Airflow Provider XLSX¶

Apache Airflow operators for converting XLSX files from/to Parquet, CSV and JSON.

System Requirements¶

Airflow Versions
- 2.0.0 or newer

Installation¶

pip install airflow-provider-xlsx

Links¶

Apache Airflow <https://github.com/apache/airflow>
Project home page (GitHub) <https://github.com/andreax79/airflow-provider-xlsx>
Documentation (Read the Docs) <https://airflow-provider-xlsx.readthedocs.io/en/latest/>
openpyxl, library to read/write Excel 2010 xlsx/xlsm/xltx/xltm files <https://foss.heptapod.net/openpyxl/openpyxl>
lrd, library for reading data and formatting information from Excel files in the historical .xls format <https://github.com/python-excel/xlrd>
Python library for Apache Arrow <https://github.com/apache/arrow/tree/master/python>

API documentation¶

xlsx_provider.operators.from_xlsx_operator¶

class xlsx_provider.operators.from_xlsx_operator.FromXLSXOperator(source, target, worksheet=0, skip_rows=0, limit=None, drop_columns=None, add_columns=None, types=None, column_names=None, file_format='parquet', csv_delimiter=',', csv_header='lower', float_format='%g', nullable_int=False, *args, **kwargs)[source]¶

Convert an XLSX/XLS file into Parquet or CSV file

Read an XLSX or XLS file and convert it into Parquet, CSV, JSON, JSON Lines(one line per record) file.

Parameters

source (str) – Source filename (XLSX or XLS, templated)
target (str) – Target filename (templated)
worksheet (str or int) – Worksheet title or number (zero-based, templated)
skip_rows (int) – Number of input lines to skip (default: 0, templated)
limit (int) – Row limit (default: None, templated)
drop_columns (list of str) – List of columns to be dropped
add_columns (list of str or dictionary of string key/value pair) – Columns to be added (dict or list column=value)
types (str or dictionary of string key/value pair) – force Parquet column types (dict or list column=’str’, ‘int64’, ‘double’, ‘datetime64[ns]’)
column_names (list of str) – force columns names (list)
file_format (str) – Output file format (parquet, csv, json, jsonl)
csv_delimiter (str) – CSV delimiter (default: ‘,’)
csv_header (str) – Convert CSV output header case (‘lower’, ‘upper’, ‘skip’)
float_format (str) – Format string for floating point numbers (default ‘%g’)
nullable_int (bool) – nullable integer data type support

class FileFormat(value)¶: File format enumerator (parquet/csv/json/jsonl)

execute(context)[source]¶

This is the main method to derive when creating an operator.
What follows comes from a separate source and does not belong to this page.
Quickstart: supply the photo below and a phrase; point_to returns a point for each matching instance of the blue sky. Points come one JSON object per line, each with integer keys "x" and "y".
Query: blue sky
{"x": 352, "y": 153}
Context is the same dictionary used as when rendering jinja templates.

Refer to get_template_context for more context.

write(names, columns, datatypes)[source]¶: Write data to file

write_csv(names, columns, datatypes)[source]¶: Write data to CSV file

write_json(names, columns, datatypes)[source]¶: Write data to JSON file

write_jsonl(names, columns, datatypes)[source]¶: Write data to JSON Lines file

write_parquet(names, columns, datatypes)[source]¶: Write the results in parquet format

xlsx_provider.operators.operators.from_xlsx_query_operator¶

class xlsx_provider.operators.from_xlsx_query_operator.FromXLSXQueryOperator(source, target, worksheet=0, skip_rows=0, types=None, file_format='parquet', csv_delimiter=',', csv_header='lower', query=None, table_name='xls', use_first_row_as_header=False, nullable_int=False, *args, **kwargs)[source]
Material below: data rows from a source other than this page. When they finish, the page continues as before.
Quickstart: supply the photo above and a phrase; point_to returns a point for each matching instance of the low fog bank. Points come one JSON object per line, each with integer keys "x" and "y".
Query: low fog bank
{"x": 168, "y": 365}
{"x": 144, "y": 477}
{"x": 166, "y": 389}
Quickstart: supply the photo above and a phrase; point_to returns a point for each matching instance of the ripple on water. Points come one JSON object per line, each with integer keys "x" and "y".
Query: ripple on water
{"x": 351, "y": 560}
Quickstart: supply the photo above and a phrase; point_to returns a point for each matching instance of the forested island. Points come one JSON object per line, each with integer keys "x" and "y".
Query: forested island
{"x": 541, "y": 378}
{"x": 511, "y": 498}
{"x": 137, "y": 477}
Execute an SQL query an XLSX/XLS file and export the result into a Parquet or CSV file

This operators loads an XLSX or XLS file into an in-memory SQLite database, executes a query on the db and stores the result into a Parquet, CSV, JSON, JSON Lines(one line per record) file. The output columns names and types are determinated by the SQL query output.

Parameters

source (str) – Source filename (XLSX or XLS, templated)
target (str) – Target filename (templated)
worksheet (str or int) – Worksheet title or number (zero-based, templated)
skip_rows (int) – Number of input lines to skip (default: 0, templated)
types (str or dictionary of string key/value pair) – force Parquet column types (dict or list column=’str’, ‘int64’, ‘double’, ‘datetime64[ns]’)
file_format (str) – Output file format (parquet, csv, json, jsonl)
csv_delimiter (str) – CSV delimiter (default: ‘,’)
csv_header (str) – Convert CSV output header case (‘lower’, ‘upper’, ‘skip’)
query (str) – SQL query (templated)
table_name – Table name (default: ‘xls’, templated)
use_first_row_as_header (bool) – if true, use the first row as column names otherwhise use A, B, C, … as colum names
nullable_int (bool) – nullable integer data type support

class FileFormat(value): File format enumerator (parquet/csv/json/jsonl)

execute(context)[source]

This is the main method to derive when creating an operator. Context is the same dictionary used as when rendering jinja templates.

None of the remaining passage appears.